Dostluk Üzerine - Anlamlı Yazılar

Son güncelleme: 30.01.2011 16:17
  • iyi gün dostu - kötü gün dostu - dostluk hakkında makale yazısıİyi gün dostu da lazım..

    Her konuda bir fikri olan eskilerin en azından bir sözü doğru galiba: İnsanın kötü gününde dost bulması zordur.

    İşler kötüye giderken bir üşüme gelir üstümüze. Sanki birisi üstümüzden yorganı çekip almıştır. Bir yerde yalnızlıktır bizi üşüten. Dünyaya karşı çıplak ve savunmasız olduğumuzu hisseder, bunun bilinciyle tir tir titreriz.

    Basit şeylerdir istediğimiz: Annemizin ameliyattan çıkmasını beklerken telefonumuz çalsın, haciz memurları gittikten sonra bir el omzumuzu sıksın, sevgilimiz terk ettiği zaman dost bir ses hatırımızı sorsun isteriz.

    Bunları istemek hakkımızdır bizim.

    Çünkü insanızdır. Etten, kemikten, evrenin sonsuzluğunda 'kıymet-i harbiyesi' olmayan el kadar bir varlık.

    Bu yüzden unutmayız kötü gün dostlarımızı. Onlara gönlümüzde özel bir yer açar, isimlerini kişisel tarihimize altın harflerle işleriz. 'Gönül borcu' dediğimiz şey, genellikle bundan doğar. Kötü gün dostlarının bizim için birer mitolojik kahramana dönüşmesinin haklı nedeni de budur.

    Tabii insan zihninde her şey karşıtıyla var olduğu için, 'iyi gün dostu' kavramı da bunu tamamlayan bir özellik taşır. Hemen tanımlarız iyi gün dostlarını: İşler tıkırındayken yanımızda olup sonra kayıplara karışan birtakım hayırsız kişiler.

    Ama tamı tamına böyle midir?

    İyi günlerimizin de dosta ihtiyacı yok mudur? Dahası, iyi gün dostu olmak da özel bir terbiye, birtakım insani meziyetler gerektirmez mi?

    Aslında cevabın 'evet' olması biraz korkutuyor beni. Dostlarıma iyi günlerinde eşlik etmekte zaman zaman zorlandığımı düşünüyorum çünkü. Buna genellikle sıradan şeyler neden oluyor: Onun o sırada bana ihtiyaç duymadığını düşünüyorum mesela, ya da her zamanki hayırsızlığım tutmuş oluyor, elim telefona gitmiyor bir türlü.

    Yanlış tabii; insanın iyi gününde de dosta ihtiyacı oluyor.

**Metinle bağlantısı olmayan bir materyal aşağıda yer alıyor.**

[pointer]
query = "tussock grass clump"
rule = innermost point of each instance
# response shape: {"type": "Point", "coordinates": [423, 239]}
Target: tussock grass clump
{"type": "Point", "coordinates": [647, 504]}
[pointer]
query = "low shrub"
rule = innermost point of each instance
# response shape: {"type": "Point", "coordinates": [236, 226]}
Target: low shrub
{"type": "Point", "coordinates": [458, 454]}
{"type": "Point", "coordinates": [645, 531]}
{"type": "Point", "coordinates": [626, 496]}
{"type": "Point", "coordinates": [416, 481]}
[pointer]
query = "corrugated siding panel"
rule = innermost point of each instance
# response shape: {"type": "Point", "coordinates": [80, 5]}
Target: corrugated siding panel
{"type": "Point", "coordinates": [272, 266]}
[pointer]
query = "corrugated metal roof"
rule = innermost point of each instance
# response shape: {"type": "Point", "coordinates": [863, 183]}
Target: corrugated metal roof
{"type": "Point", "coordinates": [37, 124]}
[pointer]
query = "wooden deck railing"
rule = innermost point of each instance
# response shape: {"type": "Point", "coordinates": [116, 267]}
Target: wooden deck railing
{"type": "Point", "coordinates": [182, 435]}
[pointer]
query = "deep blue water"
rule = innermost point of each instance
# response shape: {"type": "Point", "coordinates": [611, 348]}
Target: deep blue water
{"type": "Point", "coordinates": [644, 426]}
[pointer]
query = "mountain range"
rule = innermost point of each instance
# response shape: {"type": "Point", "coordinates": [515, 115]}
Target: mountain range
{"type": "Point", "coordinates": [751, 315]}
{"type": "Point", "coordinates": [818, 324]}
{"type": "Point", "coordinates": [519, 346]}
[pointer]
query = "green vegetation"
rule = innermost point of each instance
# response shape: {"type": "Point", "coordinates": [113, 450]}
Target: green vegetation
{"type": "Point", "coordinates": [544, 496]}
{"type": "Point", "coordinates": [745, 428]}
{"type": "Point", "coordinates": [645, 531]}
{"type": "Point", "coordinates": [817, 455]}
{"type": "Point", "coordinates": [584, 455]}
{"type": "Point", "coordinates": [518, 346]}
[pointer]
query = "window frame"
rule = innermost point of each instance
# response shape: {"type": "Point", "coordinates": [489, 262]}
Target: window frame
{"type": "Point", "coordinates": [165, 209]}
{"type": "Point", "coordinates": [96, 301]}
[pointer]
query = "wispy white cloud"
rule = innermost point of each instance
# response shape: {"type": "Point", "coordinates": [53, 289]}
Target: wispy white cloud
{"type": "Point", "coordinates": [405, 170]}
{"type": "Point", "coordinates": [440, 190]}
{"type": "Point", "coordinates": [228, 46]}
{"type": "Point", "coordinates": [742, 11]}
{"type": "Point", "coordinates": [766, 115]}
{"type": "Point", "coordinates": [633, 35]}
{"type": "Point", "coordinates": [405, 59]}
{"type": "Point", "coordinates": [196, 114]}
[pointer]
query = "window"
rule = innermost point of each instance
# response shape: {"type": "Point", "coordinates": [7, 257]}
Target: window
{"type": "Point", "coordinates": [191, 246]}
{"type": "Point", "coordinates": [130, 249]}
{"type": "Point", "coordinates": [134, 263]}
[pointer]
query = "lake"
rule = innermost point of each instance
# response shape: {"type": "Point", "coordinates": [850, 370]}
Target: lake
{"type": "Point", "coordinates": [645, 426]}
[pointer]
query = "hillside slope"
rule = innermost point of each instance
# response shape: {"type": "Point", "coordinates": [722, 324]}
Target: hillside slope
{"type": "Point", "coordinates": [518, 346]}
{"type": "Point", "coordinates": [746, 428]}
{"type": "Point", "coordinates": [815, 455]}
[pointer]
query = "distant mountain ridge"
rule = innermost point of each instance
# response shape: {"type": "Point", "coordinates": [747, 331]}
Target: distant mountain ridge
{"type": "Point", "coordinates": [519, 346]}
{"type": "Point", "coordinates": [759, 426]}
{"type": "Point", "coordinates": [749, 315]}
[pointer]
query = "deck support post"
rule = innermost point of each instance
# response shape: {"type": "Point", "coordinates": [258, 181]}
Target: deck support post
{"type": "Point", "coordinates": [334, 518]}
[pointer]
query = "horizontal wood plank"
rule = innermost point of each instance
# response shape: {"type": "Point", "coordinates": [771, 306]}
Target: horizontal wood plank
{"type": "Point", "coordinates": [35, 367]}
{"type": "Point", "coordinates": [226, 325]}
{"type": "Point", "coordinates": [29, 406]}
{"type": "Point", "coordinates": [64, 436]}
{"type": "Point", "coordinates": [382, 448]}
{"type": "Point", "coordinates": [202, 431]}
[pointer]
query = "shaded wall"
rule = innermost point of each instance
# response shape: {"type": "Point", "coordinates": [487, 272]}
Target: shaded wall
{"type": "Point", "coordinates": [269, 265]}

Son yıllarda hem iyi hem de kötü günlerden bol bol nasibini almış biri olarak şunu söyleyebilirim: Ufacık bir şey başarsak bile o an paylaşacağımız bir yakınımız olsun istiyoruz yanımızda. İstiyoruz ki bizimle beraber gülsün, sevinsin ve karşılıklı kadeh kaldıralım; evren için üç kuruşluk değer taşımayan ama hayatımızı biraz olsun çekilir hale getirmiş başarımıza.

    Ne var ki söylemek kolay, yapmak güç.

    Şahsen iyi günündeki bir arkadaşımı görmek, bazen sinirlerimi bozuyor çünkü. Onun durmadan gülen yüzüne baktıkça, kendi dertlerime bir kez daha lanet okuyor, gözlerinde kıpraşan sevinçten dünyamı karartacak bulutlar çıkartıyorum. Ben keyifsizken başkalarının kelebekler gibi sektiğini görmekte içimi acıtan tuhaf bir şey var.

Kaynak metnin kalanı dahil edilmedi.